[英]How to fill last non-null value for each user in pandas?
I have a df with user journeys that show purchase amounts of products.我有一个 df,其中包含显示产品购买量的用户旅程。 Now, I want to fill the last non-null value for each user, since users do not buy every day.
现在,我想为每个用户填写最后一个非空值,因为用户不会每天都购买。 currently, I have:
目前,我有:
date | user_id | purchase_value
2020-01-01 | 1 | null
2020-01-02 | 1 | 1
2020-01-03 | 1 | null
2020-01-04 | 1 | 4
2020-01-01 | 2 | 55
2020-01-02 | 2 | null
I want it to look like this:我希望它看起来像这样:
date | user_id | purchase_value
2020-01-01 | 1 | null
2020-01-02 | 1 | 1
2020-01-03 | 1 | 1
2020-01-04 | 1 | 4
2020-01-01 | 2 | 55
2020-01-02 | 2 | 55
Explanation: For user 1, we fill 1 on 2020-01-03 since this was the last non-null value on 2020-01-02.说明:对于用户 1,我们在 2020 年 1 月 3 日填写 1,因为这是 2020 年 1 月 2 日的最后一个非空值。 For user 2, we fill in 55 on 2020-01-02 since this was the last non-null value on 2020-01-01.
对于用户 2,我们在 2020 年 1 月 2 日填写 55,因为这是 2020 年 1 月 1 日的最后一个非空值。

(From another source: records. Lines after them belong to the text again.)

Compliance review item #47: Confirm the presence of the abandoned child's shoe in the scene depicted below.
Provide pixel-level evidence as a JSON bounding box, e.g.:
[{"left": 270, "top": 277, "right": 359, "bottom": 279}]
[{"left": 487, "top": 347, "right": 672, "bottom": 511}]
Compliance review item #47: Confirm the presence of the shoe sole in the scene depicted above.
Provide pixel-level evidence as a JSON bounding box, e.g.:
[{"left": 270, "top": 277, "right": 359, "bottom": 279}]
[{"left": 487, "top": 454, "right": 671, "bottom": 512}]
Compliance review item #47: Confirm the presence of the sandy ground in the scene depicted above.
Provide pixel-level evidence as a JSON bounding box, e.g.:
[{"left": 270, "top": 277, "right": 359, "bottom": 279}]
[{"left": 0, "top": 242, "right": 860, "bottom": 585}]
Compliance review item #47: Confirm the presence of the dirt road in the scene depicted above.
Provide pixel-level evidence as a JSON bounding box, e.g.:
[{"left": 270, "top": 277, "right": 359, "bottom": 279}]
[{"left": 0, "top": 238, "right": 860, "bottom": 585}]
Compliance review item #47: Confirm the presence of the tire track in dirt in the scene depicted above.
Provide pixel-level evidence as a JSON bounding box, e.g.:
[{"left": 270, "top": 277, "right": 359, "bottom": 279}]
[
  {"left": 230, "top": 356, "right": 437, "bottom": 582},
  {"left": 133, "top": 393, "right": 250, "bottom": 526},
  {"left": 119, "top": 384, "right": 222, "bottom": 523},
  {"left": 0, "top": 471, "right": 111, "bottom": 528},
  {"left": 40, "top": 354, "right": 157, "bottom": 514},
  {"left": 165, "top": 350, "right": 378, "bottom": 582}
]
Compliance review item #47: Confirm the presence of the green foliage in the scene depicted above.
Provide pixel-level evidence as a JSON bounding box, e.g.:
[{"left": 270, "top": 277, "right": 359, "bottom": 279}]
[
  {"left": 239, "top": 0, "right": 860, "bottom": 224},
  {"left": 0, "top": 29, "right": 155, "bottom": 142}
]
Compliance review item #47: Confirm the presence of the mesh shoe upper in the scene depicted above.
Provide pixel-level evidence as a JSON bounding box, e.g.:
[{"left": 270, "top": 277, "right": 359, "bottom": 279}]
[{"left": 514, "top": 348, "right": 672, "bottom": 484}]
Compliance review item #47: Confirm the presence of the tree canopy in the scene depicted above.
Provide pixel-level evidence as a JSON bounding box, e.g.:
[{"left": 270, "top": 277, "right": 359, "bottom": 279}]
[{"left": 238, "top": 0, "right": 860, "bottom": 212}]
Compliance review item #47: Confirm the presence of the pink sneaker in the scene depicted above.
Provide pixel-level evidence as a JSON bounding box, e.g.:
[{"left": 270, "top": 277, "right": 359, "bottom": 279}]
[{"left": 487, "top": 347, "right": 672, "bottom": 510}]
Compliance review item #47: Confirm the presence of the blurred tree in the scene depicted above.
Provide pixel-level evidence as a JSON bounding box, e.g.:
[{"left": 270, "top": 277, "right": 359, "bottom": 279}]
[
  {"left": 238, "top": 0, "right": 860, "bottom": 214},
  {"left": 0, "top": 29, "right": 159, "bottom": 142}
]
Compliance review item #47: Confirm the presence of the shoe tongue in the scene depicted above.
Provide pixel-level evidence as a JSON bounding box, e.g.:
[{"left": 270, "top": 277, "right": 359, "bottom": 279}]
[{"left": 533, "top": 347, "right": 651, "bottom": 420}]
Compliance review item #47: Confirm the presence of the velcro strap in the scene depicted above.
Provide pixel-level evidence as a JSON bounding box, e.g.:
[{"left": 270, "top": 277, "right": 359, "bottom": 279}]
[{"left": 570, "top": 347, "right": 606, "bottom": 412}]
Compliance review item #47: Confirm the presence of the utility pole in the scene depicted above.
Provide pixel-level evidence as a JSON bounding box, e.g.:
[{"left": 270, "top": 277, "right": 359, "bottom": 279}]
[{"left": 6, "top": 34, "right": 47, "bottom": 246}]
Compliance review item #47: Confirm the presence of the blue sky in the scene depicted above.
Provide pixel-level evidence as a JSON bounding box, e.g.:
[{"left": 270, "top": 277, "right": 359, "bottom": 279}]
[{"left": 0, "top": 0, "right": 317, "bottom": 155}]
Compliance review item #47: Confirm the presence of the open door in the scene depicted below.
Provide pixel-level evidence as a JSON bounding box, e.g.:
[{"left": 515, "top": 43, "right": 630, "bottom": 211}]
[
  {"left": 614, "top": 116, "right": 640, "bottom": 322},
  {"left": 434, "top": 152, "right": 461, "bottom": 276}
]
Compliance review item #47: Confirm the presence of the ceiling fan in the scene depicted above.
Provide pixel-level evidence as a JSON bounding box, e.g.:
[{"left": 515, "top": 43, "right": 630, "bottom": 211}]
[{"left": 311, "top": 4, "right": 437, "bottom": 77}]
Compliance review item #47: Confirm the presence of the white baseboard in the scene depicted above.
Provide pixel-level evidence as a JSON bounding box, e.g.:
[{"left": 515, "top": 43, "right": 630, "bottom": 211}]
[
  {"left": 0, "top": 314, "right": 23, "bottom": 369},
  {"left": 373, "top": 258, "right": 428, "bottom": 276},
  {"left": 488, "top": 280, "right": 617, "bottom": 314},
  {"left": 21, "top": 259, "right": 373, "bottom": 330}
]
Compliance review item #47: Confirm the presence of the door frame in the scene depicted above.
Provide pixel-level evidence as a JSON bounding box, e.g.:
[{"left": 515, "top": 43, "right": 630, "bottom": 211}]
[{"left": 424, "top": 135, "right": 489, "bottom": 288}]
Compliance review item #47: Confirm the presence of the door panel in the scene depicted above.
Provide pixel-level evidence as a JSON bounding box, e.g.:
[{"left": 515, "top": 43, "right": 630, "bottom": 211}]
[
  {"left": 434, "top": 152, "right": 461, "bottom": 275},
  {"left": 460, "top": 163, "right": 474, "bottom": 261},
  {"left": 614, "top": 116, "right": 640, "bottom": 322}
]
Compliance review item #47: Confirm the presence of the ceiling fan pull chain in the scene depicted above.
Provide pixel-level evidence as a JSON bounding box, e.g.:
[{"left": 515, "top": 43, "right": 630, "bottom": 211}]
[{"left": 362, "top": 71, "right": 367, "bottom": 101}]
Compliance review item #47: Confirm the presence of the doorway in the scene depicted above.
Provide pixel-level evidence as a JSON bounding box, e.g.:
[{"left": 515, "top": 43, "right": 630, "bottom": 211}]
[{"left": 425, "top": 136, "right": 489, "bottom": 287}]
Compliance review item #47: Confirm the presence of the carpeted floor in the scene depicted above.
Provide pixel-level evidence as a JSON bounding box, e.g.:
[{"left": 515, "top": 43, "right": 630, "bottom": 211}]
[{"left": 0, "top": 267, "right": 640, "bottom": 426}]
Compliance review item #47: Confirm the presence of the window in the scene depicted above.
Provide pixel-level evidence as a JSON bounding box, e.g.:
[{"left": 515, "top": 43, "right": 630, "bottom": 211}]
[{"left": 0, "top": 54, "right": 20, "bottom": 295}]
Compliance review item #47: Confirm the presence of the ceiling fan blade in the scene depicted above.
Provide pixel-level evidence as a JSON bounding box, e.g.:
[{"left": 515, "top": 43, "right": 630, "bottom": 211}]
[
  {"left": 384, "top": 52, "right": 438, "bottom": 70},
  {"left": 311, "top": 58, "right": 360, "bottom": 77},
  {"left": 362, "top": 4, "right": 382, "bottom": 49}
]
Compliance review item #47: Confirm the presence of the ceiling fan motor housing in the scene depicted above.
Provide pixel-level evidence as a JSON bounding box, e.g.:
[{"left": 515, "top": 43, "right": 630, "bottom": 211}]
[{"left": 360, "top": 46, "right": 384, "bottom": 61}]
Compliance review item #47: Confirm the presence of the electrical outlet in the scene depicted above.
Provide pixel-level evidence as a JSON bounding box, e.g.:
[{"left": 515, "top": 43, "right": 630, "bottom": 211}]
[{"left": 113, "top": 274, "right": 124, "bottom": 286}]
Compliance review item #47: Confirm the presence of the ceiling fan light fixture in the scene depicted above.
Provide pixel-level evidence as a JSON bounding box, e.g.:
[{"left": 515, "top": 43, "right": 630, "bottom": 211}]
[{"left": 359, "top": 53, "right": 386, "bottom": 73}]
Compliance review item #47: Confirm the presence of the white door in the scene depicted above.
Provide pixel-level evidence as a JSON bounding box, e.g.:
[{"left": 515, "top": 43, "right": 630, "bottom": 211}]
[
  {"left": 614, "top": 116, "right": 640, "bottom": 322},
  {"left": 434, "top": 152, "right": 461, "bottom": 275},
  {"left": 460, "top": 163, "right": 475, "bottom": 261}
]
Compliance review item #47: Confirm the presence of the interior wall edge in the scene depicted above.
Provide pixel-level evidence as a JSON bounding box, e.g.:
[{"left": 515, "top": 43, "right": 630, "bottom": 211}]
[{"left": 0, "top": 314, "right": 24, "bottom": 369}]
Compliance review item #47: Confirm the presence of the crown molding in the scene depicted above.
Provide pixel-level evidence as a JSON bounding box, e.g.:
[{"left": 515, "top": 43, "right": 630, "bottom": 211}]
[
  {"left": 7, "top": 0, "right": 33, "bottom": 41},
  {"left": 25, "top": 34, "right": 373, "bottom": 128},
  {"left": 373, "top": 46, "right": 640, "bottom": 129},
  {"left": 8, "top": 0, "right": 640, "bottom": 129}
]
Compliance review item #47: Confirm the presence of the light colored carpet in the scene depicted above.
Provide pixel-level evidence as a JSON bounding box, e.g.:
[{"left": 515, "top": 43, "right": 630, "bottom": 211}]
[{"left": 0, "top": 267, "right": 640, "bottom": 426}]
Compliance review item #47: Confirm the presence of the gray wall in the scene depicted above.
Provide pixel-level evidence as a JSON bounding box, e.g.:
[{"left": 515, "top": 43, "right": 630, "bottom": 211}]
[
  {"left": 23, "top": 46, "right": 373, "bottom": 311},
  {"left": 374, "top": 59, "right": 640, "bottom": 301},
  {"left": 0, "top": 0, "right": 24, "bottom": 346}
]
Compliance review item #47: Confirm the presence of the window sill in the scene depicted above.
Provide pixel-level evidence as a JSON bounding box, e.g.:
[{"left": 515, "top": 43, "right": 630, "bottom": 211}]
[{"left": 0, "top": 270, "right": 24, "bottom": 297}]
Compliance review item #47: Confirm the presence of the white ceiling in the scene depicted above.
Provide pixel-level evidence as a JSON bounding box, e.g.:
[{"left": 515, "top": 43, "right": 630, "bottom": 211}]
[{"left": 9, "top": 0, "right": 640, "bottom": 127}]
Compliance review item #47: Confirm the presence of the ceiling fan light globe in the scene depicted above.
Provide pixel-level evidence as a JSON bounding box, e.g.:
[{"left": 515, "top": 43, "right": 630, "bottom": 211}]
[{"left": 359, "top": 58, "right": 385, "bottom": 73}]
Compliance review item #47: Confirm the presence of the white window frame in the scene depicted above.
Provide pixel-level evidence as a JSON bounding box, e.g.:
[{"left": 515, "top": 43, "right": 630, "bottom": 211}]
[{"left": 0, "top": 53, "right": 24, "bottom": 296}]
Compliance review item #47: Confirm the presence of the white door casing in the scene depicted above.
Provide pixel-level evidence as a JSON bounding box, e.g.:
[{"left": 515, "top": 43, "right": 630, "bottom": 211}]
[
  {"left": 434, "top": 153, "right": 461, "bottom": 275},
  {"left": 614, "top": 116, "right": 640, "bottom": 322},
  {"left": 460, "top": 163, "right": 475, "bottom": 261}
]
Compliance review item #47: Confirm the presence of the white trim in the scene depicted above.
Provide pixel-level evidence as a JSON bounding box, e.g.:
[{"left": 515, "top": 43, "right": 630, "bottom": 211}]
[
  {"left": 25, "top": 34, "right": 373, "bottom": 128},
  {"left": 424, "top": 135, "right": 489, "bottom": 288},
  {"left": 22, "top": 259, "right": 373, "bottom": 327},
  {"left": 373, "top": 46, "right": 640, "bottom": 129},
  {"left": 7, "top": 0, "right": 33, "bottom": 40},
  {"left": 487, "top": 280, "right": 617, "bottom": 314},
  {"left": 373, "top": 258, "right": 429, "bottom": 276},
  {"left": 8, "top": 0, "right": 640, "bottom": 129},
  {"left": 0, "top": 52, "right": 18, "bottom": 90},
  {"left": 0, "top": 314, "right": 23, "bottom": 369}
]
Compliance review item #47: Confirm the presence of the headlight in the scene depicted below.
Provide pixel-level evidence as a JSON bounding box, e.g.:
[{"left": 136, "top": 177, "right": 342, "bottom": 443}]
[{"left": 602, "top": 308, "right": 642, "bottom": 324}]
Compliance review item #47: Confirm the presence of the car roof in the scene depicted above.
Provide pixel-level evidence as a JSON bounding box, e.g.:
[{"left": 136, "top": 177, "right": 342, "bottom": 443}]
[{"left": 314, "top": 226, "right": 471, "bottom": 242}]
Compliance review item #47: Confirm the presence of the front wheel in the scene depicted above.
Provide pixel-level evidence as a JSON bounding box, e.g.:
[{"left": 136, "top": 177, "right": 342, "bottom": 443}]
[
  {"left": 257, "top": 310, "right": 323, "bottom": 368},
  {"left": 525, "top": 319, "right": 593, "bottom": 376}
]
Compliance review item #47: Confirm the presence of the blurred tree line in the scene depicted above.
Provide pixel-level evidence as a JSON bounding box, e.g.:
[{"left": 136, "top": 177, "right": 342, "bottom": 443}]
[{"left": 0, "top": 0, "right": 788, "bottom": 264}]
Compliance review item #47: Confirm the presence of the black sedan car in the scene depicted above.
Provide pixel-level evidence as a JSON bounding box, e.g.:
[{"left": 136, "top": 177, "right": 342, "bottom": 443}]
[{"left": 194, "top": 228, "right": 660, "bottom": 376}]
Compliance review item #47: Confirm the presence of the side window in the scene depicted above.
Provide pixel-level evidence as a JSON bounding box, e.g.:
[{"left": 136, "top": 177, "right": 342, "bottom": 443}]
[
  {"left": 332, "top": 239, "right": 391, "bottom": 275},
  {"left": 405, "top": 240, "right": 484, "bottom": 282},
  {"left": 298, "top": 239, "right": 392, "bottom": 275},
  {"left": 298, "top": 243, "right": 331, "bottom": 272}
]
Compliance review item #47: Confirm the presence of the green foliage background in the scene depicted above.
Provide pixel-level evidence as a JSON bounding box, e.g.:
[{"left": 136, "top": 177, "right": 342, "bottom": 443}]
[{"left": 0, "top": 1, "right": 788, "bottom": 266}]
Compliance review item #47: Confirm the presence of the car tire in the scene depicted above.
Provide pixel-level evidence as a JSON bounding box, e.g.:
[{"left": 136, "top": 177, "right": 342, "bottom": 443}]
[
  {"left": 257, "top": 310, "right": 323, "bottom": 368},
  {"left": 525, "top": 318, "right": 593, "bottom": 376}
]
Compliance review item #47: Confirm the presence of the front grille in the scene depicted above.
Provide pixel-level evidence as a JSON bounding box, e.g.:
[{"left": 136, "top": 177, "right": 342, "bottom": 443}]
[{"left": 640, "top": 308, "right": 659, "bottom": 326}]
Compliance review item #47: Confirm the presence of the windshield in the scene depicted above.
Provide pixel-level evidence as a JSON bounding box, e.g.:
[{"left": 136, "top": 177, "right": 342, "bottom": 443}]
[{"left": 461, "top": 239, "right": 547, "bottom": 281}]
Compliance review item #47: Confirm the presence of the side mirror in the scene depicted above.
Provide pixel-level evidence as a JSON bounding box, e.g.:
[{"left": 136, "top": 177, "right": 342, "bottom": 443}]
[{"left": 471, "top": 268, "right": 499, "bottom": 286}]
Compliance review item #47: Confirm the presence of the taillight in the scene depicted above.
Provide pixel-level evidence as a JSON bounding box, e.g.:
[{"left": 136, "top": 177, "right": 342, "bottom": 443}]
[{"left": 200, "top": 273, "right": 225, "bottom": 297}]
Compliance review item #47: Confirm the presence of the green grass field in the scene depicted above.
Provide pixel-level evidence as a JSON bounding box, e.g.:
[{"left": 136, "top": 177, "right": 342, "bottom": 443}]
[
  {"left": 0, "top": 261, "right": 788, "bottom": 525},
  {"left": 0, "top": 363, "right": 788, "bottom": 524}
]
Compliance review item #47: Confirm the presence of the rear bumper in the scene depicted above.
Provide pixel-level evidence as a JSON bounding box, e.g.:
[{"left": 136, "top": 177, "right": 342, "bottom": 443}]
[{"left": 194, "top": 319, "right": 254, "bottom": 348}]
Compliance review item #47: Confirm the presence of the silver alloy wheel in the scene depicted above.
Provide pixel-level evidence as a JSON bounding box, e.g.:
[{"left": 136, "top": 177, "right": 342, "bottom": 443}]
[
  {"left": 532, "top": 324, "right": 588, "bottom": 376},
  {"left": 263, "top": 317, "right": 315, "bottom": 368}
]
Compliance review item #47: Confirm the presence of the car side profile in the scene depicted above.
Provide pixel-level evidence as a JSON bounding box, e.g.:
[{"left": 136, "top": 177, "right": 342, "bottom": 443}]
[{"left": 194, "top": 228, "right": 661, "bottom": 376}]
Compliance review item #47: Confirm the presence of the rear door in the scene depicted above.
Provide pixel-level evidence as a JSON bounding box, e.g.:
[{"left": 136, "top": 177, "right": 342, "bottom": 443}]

How would I do this in pandas for each user_id and date?对于每个 user_id 和日期,我将如何在 pandas 中执行此操作? Also, the dates do not have to be sequential.
此外,日期不必是连续的。 ie there can be gaps in the dates, in that case always fill in the last non-null value (whenever that was).
即日期中可能存在空白,在这种情况下,请始终填写最后一个非空值(无论何时)。
If you really want to ffill
only the last NaN per group you need to identify it, then replace with its ffill
:如果您真的只想
ffill
每个组的最后一个NaN 您需要识别它,然后用它的ffill
替换:
# is the value NaN?
m1 = df['purchase_value'].isna()
# is this the last NaN of the group?
# here: is this the first NaN of the group in reverse?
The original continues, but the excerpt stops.